Breakfast is a fairly simple affair, if anything can be simple with 5 kids.   Roman has 1 piece of toast with cinnamon sugar and a couple bowls of cereal.  He can manage his meal himself.  Deacon has toast, which he can do himself, although I usually help him with it if I am in the kitchen.  Lincoln has toast as well.  Berean has toast or cereal or a banana.  She is not a big breakfast girl.  Everyn eats toast and bananas.  I eat toast.

Not too complicated, but that is a lot of toast to decorate.

For lunch we have mac and cheese, french toast, pancakes, grilled cheese, chicken nuggets, pizza, dutch babies, waffles, eggs, quesadillas.  We have fruit, yogurt and applesauce for snacks. 

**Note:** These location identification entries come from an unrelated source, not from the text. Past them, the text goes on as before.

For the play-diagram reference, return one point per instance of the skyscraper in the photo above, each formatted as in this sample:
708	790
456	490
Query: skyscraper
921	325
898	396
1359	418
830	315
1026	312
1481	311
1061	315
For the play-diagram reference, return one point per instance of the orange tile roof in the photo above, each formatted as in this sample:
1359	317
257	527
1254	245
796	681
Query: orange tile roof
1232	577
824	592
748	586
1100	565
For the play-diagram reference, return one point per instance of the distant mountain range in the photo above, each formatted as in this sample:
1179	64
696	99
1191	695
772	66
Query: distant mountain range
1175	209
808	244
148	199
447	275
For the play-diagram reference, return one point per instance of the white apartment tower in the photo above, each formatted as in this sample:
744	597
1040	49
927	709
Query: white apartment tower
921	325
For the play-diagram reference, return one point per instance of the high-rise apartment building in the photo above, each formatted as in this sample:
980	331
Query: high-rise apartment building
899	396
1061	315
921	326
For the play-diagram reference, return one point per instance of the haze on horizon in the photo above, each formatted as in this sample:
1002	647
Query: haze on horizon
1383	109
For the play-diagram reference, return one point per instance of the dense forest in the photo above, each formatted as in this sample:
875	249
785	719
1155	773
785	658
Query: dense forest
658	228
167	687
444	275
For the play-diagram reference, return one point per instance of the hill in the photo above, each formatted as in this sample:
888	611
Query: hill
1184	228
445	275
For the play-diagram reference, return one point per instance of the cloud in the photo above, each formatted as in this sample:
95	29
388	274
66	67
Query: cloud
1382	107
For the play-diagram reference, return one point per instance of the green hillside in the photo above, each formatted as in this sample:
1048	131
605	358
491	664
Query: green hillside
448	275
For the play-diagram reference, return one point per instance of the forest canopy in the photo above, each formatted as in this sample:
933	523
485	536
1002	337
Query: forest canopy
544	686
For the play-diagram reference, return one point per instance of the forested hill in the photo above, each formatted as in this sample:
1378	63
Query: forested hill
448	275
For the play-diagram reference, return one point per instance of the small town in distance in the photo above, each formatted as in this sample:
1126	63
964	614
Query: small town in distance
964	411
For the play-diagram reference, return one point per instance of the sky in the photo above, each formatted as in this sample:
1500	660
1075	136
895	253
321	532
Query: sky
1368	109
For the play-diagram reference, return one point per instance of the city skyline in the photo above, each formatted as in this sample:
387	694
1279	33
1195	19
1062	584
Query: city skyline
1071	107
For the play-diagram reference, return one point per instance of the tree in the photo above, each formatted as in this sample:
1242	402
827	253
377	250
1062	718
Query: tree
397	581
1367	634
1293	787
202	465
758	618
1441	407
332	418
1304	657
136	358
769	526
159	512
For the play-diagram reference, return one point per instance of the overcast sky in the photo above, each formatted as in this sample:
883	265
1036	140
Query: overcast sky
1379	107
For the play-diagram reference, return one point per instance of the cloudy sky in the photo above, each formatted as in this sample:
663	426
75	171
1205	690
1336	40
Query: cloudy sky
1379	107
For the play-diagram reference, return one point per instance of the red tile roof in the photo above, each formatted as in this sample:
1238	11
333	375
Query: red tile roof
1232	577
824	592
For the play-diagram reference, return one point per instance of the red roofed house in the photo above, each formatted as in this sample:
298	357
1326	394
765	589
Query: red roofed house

But supper is so daunting.  After we finish up school for the day, and I tidy up the house and take care of any other random things that need to be done- the absolute last thing I want to do is make supper.  Especially since I usually don't have a plan.

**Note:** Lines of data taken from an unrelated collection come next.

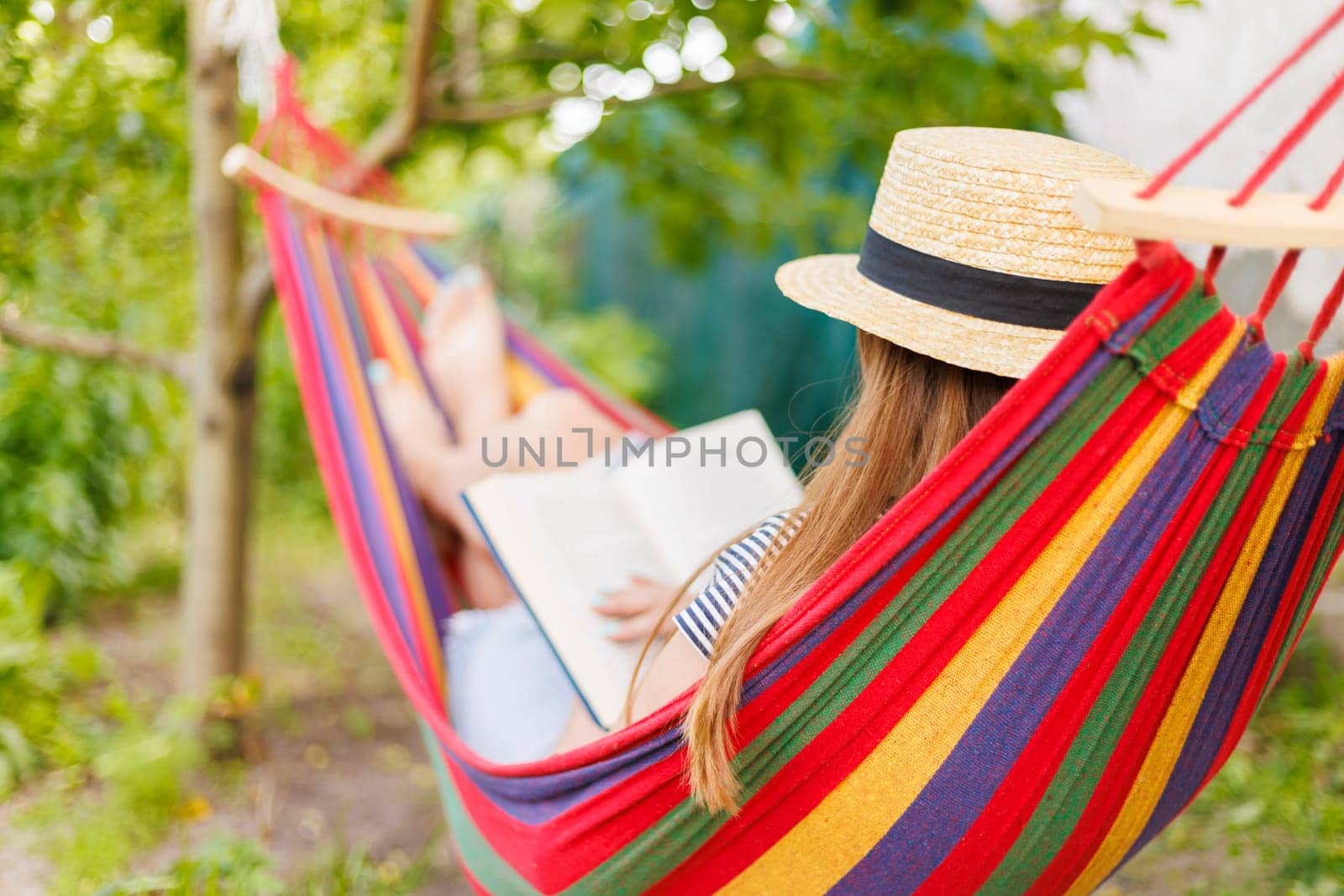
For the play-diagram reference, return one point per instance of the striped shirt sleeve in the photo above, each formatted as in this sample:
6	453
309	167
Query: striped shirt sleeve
703	618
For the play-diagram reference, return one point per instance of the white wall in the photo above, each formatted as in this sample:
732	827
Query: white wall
1151	107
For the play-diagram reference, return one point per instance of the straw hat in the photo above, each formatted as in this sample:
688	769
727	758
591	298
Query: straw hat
972	254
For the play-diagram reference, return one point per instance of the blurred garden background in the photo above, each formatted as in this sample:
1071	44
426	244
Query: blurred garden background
632	172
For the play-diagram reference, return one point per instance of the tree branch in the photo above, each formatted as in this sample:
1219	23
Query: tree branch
390	140
98	347
467	53
480	113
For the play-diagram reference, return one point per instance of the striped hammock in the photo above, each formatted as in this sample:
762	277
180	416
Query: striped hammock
1019	676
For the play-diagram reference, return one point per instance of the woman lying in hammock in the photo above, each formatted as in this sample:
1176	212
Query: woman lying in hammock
953	297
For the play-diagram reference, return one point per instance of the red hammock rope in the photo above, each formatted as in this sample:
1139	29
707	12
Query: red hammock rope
1304	125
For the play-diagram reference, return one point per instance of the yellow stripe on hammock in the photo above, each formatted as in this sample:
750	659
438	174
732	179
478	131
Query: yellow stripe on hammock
850	821
1189	694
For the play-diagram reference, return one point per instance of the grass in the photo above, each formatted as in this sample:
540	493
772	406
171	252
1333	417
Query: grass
1273	819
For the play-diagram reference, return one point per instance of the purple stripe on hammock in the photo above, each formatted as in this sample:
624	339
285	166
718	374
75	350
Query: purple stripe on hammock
1247	638
538	799
963	786
353	448
338	265
427	560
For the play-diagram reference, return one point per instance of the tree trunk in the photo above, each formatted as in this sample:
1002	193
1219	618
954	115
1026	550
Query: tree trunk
223	396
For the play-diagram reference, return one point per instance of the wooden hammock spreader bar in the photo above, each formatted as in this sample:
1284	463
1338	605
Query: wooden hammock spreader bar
245	163
1198	214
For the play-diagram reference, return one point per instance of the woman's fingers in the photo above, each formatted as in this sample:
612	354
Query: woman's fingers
633	613
636	598
638	627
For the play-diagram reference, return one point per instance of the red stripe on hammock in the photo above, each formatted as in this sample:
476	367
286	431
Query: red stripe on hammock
1132	748
996	831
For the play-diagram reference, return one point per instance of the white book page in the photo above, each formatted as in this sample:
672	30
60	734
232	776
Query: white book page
696	504
562	537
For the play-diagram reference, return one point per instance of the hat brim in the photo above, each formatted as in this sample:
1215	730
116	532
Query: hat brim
832	285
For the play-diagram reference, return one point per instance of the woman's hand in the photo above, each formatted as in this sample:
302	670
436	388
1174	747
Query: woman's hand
633	611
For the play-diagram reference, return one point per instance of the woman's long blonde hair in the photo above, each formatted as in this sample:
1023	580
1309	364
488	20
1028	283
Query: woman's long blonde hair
907	411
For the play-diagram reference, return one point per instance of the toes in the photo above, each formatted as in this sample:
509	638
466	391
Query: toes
468	291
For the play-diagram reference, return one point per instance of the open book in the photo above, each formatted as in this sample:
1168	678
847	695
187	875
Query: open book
659	511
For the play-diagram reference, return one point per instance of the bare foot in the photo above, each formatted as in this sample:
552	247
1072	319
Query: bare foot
464	354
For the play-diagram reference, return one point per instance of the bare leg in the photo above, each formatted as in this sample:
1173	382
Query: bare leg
464	354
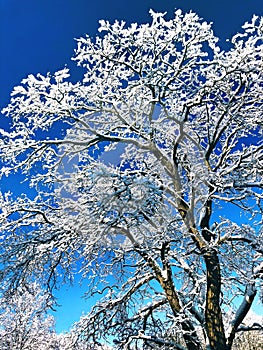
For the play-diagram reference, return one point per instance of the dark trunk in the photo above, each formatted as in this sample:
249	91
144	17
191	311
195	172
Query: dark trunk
213	315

I do make freezer meals, but Noah doesn't like to have those every night of the week, and it does take a fair amount of time to make them all at once.  We usually eat one freezer meal a week, and I think that adds a nice balance.

I have tried to plan the weeks menu and make up my shopping list, but I will be honest with you: it doesn't happen.  I may plan the menu but not get the list made, or I may not ever get to either, or I may miss my opprotunity to get to the grocery store and end up sending Noah without a list because of a time crunch.  Even if I get to the store, I gotta make sure I have the recipes and that I prep what needs to be prepped and often all those things just don't come together.

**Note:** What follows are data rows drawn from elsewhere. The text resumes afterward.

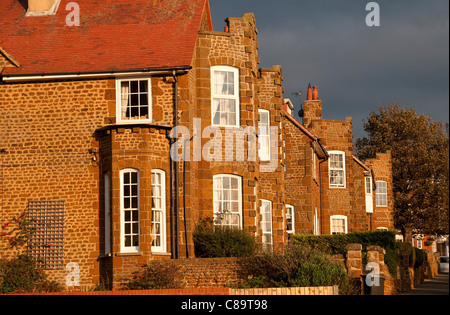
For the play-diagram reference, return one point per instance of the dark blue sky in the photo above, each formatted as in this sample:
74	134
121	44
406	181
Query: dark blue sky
357	68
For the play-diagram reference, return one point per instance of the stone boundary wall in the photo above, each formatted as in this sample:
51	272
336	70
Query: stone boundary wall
211	291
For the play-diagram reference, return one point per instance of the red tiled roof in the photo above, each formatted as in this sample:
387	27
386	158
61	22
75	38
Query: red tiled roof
114	35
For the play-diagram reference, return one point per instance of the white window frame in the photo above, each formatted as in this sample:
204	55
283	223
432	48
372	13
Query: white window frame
226	198
266	224
381	195
290	214
264	155
338	217
368	187
107	187
119	118
123	247
334	169
162	248
235	97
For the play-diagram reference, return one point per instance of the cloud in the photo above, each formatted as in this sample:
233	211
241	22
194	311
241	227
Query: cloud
357	68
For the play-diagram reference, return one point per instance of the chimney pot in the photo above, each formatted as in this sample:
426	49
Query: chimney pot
42	7
315	94
309	96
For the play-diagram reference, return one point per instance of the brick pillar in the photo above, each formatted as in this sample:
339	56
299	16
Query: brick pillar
353	261
376	254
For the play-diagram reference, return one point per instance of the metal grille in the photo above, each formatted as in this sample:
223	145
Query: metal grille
46	243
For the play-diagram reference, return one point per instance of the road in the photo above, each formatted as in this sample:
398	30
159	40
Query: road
436	286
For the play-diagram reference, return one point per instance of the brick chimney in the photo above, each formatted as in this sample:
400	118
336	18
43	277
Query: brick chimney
42	7
312	107
312	110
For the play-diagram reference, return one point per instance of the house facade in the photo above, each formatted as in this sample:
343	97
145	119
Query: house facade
119	134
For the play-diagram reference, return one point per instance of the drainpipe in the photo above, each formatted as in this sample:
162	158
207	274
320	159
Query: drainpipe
176	207
321	195
184	196
320	183
172	199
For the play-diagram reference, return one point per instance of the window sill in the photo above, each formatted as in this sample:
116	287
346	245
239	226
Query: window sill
128	254
161	254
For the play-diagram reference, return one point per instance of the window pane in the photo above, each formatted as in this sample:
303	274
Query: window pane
223	83
226	201
134	86
143	86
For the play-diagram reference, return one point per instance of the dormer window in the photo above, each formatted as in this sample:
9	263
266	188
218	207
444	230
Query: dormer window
134	100
225	96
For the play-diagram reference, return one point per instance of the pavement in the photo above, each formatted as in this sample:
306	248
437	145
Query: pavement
437	286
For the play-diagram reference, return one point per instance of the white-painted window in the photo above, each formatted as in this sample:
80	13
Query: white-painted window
336	167
264	135
225	96
381	194
290	219
339	224
266	224
107	183
158	228
134	100
129	211
227	198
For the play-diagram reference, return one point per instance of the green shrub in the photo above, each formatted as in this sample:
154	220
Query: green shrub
214	241
22	275
335	244
155	276
295	266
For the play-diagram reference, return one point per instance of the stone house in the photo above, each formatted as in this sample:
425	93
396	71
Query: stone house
119	134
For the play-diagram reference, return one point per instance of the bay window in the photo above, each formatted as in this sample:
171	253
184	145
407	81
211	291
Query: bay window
129	211
134	100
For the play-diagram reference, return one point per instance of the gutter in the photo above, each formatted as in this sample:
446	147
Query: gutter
94	75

All of this food drama leads to multiple trips to the store, random meals, pizza all accompanied by a lot of mealtime stress.

What to do? What to do?

Last month I joined emeals.  (this is in no way an endorsement for emeals, they don't even know I am writing this.  This is just me saying what I am using for meal planning right now).  I signed up for the Paleo family plan and now once a week they email me the recipes and a grocery list for 7 paleo-style meals. 

I don't make 7 suppers a week, so when I get the email, I print it out and glance over it. I highlight the 4-5 meals that I am going to make and cross the items off the grocery list for the meals I am declining (this is super easy because the grocery list is all numbered by which meal it goes to).  I see if I have any of the items in my cupboard or freezer and cross those off too. All this takes approximately 10 minutes.

I set the list aside and grab it or give it to Noah when one of us has a chance for the weekly shopping trip.  Come home from the store and pin the recipes to the refridgerator.  Whoever is home to make dinner can just grab a recipe, knowing that all the ingredients are in house and ready to go.

Some of the meals are crockpot, some need to be marinated before hand, but on the Paleo diet everything is pretty simple and healthy.

The picture above is part of our supper tonight (isn't it pretty?) We are eating lots of veggies, but they are prepared well and have been delicious.  There is usually enough food for Noah to take for the lunch the next day, and the boys have been no more whiny than usual.

Yes, I am taking time to prepare meals but I gotta tell you, the stress is (for the most part) gone.  I am finding that I actually dislike it a lot less when I actually have everything right there and I don't have to go hunting or discover that the can of beans I thought I had was really corn. 

I am hoping that I don't just love this for awhile and then get tired of it, I am hoping that it inspires me to be more creative in the kitchen, to make healthier meals and to get my kids to be more adventurous!